- Presiden Prabowo Subianto memastikan pemerintah akan menyelidiki penyebab tenggelamnya Kapal Virgo Transport 8 di Laut Jawa.
- Tim SAR gabungan mengerahkan 1.097 personel untuk mencari 129 penumpang hilang dalam operasi pencarian korban.
- Sebanyak 114 penumpang berhasil dievakuasi, dengan rincian 108 orang selamat dan enam orang meninggal dunia.
Suara.com - Presiden Prabowo Subianto memastikan pemerintah akan menginvestigasi penyebab tenggelamnya Kapal Virgo Transport 8 di perairan Laut Jawa.
Investigasi dilakukan untuk mengetahui penyebab kecelakaan sekaligus menjadi bahan mitigasi agar kejadian serupa tidak kembali terjadi.
Hal itu disampaikan Prabowo saat memberikan sambutan dalam peresmian LRT Jakarta rute Kelapa Gading-Manggarai di Stasiun Manggarai, Rabu (16/9/2026).

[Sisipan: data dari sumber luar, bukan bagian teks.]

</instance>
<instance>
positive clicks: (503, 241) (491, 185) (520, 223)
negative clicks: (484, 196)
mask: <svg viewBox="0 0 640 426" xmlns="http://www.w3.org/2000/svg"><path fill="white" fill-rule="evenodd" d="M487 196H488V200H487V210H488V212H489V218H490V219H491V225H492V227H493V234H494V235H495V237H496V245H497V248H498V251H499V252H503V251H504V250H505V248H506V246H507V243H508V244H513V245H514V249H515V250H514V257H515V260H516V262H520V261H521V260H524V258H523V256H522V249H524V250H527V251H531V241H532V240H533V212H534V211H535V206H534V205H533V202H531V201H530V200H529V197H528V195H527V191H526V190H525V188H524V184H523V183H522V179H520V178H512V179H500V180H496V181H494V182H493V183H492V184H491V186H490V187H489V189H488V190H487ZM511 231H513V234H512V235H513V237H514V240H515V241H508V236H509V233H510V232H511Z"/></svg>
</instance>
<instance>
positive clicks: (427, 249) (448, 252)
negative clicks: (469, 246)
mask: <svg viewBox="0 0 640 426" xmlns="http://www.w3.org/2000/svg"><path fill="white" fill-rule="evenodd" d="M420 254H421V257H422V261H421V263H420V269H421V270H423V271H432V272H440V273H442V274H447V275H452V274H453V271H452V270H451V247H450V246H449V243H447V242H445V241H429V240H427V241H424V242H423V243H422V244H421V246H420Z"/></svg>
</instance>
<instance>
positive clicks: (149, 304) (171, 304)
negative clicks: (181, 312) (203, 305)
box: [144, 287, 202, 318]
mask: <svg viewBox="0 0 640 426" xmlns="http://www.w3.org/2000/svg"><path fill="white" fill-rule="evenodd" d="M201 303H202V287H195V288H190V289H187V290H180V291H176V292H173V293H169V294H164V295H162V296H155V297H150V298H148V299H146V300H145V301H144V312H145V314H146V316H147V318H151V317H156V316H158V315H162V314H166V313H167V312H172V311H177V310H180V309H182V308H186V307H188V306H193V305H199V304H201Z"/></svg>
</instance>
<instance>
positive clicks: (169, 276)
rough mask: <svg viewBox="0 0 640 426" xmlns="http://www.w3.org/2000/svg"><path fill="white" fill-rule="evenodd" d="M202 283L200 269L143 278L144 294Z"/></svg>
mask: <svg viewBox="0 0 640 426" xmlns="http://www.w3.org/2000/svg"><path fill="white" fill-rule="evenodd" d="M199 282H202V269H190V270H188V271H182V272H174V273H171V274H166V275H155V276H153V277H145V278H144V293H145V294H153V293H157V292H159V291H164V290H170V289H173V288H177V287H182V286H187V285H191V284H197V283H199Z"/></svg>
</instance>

Sebelum berbicara mengenai peresmian LRT, Prabowo terlebih dahulu menyampaikan doa bagi para korban serta keluarga yang ditinggalkan.

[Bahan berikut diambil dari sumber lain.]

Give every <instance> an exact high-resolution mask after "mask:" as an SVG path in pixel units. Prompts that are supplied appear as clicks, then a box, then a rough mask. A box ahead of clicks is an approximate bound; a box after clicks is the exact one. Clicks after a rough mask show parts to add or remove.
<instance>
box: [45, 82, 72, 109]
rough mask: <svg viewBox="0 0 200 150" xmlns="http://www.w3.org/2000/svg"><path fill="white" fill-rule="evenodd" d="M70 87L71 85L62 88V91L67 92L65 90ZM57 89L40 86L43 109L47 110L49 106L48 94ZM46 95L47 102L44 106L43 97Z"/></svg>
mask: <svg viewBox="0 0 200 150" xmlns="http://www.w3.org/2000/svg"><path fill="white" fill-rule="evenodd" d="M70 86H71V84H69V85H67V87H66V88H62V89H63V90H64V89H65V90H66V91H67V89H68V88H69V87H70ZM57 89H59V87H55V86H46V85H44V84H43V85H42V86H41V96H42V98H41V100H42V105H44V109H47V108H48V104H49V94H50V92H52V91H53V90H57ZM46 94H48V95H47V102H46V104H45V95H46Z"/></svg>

“Kita selalu berdoa agar keluarga yang ditinggal diberi ketabahan, keteguhan,” kata Prabowo di Stasiun LRT Manggarai, Rabu (16/9/2026).
Prabowo kemudian memastikan pemerintah tidak hanya melakukan pencarian dan evakuasi korban, tetapi juga akan menelusuri penyebab tenggelamnya kapal.

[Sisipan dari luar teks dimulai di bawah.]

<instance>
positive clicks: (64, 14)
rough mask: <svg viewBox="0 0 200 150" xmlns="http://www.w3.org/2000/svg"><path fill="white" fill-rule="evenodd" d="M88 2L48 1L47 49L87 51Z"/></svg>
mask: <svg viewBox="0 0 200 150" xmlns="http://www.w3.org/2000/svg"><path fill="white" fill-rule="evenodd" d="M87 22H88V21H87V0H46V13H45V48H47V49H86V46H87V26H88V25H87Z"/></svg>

“Kita terus akan melakukan investigasi, meneliti apa sebab dari kejadian tersebut supaya di masa depan kita lebih bisa mitigasi dan bisa mengambil langkah-langkah yang terbaik,” katanya.
Menurut Prabowo, pemerintah juga terus menangani berbagai bencana yang terjadi di sejumlah daerah. Pemerintah pusat dan daerah disebut bekerja bersama dalam menghadapi kondisi tersebut.
129 Penumpang Masih Hilang
Operasi pencarian korban KMP Virgo Transport 8 hingga kekinian masih berlangsung. Tim SAR gabungan telah mengevakuasi 114 penumpang, dengan rincian 108 orang selamat dan enam orang meninggal dunia.
Namun, masih terdapat 129 penumpang yang dilaporkan hilang. Pencarian dilakukan melalui penyisiran wilayah perairan menggunakan unsur laut dan udara.
Sebanyak 1.097 personel gabungan dikerahkan dalam operasi SAR tersebut. Mereka berasal dari Basarnas, TNI AL, Polda Kalimantan Selatan, serta potensi SAR lainnya.
Operasi pencarian didukung lima unit alutsista udara dan 17 kapal patroli laut. Tim SAR juga menggunakan pesawat Cessna 208 Caravan untuk memperluas pemantauan dari udara.